I started writing checks on my $200 account whenever I was low on fun funds.

It was a reserve I hadn’t wanted to tap, and I tried to be conservative. I’d cash a check for only $10, or at most $20, and at first I conducted all my check transactions in a branch of the Chase Manhattan Bank. Then I learned that stores, hotels, grocery markets and other business firms would also cash personal checks, provided the amount wasn’t overly large and proper identification was presented. I found my altered driver’s license was considered suitable identification, and I started dropping in at the handiest hotel or department store whenever I needed to cash a $20 or $25 check. No one asked me any questions. No one checked with the bank to see if the check was good. I’d simply present my jazzed-up driver’s license with my check and the driver’s license would be handed back with the cash.

It was easy.

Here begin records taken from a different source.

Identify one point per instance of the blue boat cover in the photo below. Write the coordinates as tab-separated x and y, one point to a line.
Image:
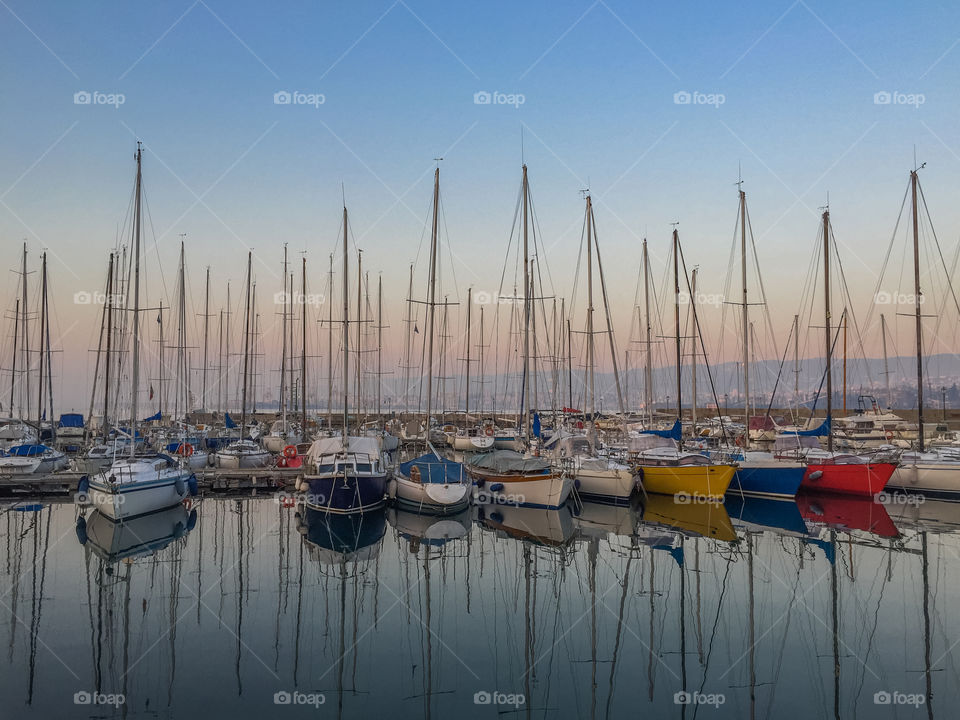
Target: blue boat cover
28	450
71	420
434	470
673	433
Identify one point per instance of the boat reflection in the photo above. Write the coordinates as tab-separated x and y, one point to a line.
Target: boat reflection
137	537
542	526
846	512
708	519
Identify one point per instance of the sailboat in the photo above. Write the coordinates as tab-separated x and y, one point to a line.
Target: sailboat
345	474
663	465
758	474
934	472
829	471
137	485
431	483
244	453
508	476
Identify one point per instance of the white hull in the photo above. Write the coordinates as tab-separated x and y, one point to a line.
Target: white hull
548	492
472	443
941	479
432	496
125	500
606	483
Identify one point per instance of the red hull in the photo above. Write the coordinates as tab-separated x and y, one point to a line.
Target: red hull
865	480
847	513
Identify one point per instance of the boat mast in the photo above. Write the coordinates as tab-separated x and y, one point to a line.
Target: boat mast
591	390
346	327
206	336
466	399
136	305
886	367
246	349
676	320
431	297
826	317
745	312
303	349
693	355
648	370
525	409
25	323
916	301
379	340
283	344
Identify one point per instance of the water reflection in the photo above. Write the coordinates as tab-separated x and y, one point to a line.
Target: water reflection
587	611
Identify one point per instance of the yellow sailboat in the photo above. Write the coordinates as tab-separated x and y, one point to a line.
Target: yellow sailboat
663	468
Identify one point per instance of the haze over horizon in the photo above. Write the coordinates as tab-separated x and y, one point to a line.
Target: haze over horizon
259	122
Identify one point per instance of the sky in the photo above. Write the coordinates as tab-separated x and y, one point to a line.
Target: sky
656	109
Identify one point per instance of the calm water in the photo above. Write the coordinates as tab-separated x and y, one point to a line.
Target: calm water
762	609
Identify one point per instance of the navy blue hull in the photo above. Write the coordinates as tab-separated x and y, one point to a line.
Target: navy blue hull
346	494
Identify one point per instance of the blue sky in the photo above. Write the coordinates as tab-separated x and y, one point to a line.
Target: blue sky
798	115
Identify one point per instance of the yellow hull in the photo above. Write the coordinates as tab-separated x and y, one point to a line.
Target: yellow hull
699	481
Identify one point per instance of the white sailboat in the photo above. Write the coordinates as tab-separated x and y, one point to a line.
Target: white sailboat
134	485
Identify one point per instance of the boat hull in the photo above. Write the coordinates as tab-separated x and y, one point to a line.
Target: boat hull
939	480
862	479
699	481
346	494
119	501
777	479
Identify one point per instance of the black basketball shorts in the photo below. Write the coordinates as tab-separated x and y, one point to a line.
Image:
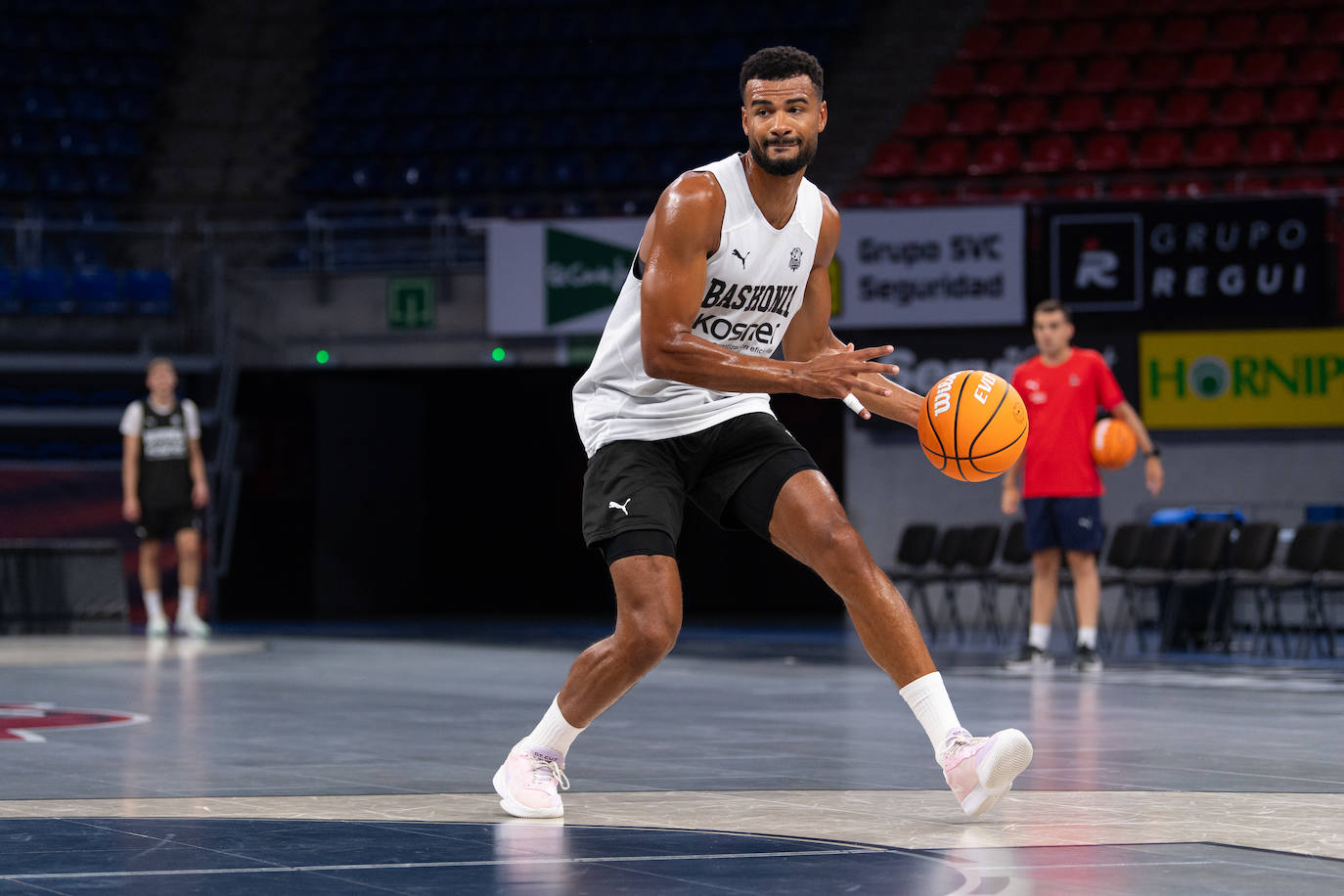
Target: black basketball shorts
733	471
162	522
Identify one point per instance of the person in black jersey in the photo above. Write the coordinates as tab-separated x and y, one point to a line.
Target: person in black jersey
162	485
726	302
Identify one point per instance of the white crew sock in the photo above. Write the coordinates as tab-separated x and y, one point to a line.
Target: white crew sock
187	604
553	731
929	700
1039	636
154	606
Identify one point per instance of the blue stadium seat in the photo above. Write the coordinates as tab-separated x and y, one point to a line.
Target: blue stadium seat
43	291
98	291
150	291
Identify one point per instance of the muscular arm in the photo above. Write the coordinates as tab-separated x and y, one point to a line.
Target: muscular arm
811	336
130	477
683	233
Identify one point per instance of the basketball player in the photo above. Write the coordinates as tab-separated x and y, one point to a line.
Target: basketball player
733	266
162	484
1060	489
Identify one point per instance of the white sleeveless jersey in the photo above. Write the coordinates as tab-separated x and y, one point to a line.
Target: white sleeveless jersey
753	288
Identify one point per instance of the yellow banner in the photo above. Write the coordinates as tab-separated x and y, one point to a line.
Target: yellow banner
1232	379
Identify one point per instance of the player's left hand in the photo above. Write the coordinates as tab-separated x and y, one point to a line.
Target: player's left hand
1153	474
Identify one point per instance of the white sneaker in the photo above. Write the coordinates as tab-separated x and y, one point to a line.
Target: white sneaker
193	628
528	782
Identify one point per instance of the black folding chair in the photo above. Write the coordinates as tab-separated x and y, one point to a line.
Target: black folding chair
1159	553
1200	567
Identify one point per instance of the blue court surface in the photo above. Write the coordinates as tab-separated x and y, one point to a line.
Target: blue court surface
352	760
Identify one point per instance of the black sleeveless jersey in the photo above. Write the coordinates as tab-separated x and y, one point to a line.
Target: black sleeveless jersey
164	460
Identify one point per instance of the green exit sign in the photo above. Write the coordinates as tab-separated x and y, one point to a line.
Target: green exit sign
410	302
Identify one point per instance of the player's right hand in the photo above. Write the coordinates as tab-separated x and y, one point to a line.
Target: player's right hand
836	373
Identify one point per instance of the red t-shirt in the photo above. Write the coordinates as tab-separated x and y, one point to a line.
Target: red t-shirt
1062	409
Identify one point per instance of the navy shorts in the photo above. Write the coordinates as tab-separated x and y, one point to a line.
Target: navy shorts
1073	524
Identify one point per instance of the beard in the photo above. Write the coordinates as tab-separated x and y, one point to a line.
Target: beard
784	166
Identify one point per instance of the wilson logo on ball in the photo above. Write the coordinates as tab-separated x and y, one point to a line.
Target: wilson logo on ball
972	425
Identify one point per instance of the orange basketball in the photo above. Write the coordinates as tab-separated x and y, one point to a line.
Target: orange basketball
972	425
1113	443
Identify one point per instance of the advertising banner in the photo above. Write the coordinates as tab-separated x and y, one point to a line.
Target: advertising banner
1232	379
919	267
930	267
552	277
1238	261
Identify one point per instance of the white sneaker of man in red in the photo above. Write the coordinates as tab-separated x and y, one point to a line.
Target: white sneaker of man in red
981	770
528	782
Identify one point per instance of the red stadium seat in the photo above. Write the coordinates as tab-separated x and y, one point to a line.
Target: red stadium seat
1024	115
1028	40
1053	76
1050	154
1078	188
1330	28
996	156
1316	66
1135	188
1185	111
955	79
1003	78
1234	32
1210	71
1271	147
1103	74
1080	113
863	198
1262	68
1333	109
1188	187
1303	183
1246	183
1183	35
1324	146
1156	72
1133	112
893	158
923	119
945	156
1159	150
1105	152
1132	36
978	43
1024	188
1080	39
1215	148
1285	29
1293	105
916	194
1239	108
974	117
1006	10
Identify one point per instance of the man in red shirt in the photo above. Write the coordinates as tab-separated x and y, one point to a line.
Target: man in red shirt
1060	489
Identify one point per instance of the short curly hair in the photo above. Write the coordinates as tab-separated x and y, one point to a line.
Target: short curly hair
780	64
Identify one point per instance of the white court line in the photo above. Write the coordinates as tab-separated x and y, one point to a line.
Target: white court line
539	860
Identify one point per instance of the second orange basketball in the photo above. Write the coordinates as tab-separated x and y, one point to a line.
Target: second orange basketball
972	425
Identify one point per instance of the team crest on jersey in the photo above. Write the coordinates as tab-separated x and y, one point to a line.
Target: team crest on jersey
21	720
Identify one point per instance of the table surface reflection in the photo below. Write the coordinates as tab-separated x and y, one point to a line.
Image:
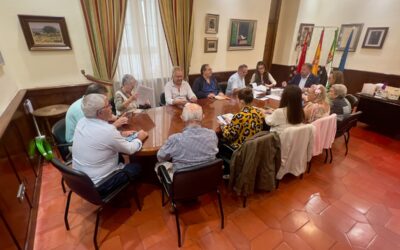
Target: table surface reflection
161	122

Too easy. Within a few days I knew I was overdrawn on my account and the checks I was writing were no good. However, I continued to cash a check whenever I needed money to supplement my paycheck or to finance a gourmet evening with some beautiful chick. Since my paycheck seemed always in need of a subsidy, and because New York has more beautiful chicks than a poultry farm, I was soon writing two or three bad checks daily.

I rationalized my actions. Dad would take care of the insufficient checks, I told myself. Or I’d assuage my conscience with con man’s salve: if people were stupid enough to cash a check without verifying its validity, they deserved to be swindled.

I also consoled myself with the fact that I was a juvenile. Even if I were caught, it was unlikely that I’d receive any stern punishment, considering the softness of New York ’s juvenile laws and the leniency of the city’s juvenile judges. As a first offender, I’d probably be released to my parents. I probably wouldn’t even have to make restitution.

My scruples fortified by such nebulous defenses, I quit my job and began to support myself on the proceeds of my spurious checks. I didn’t keep track of the number of bum checks I passed, but my standard of living improved remarkably. So did my standard of loving.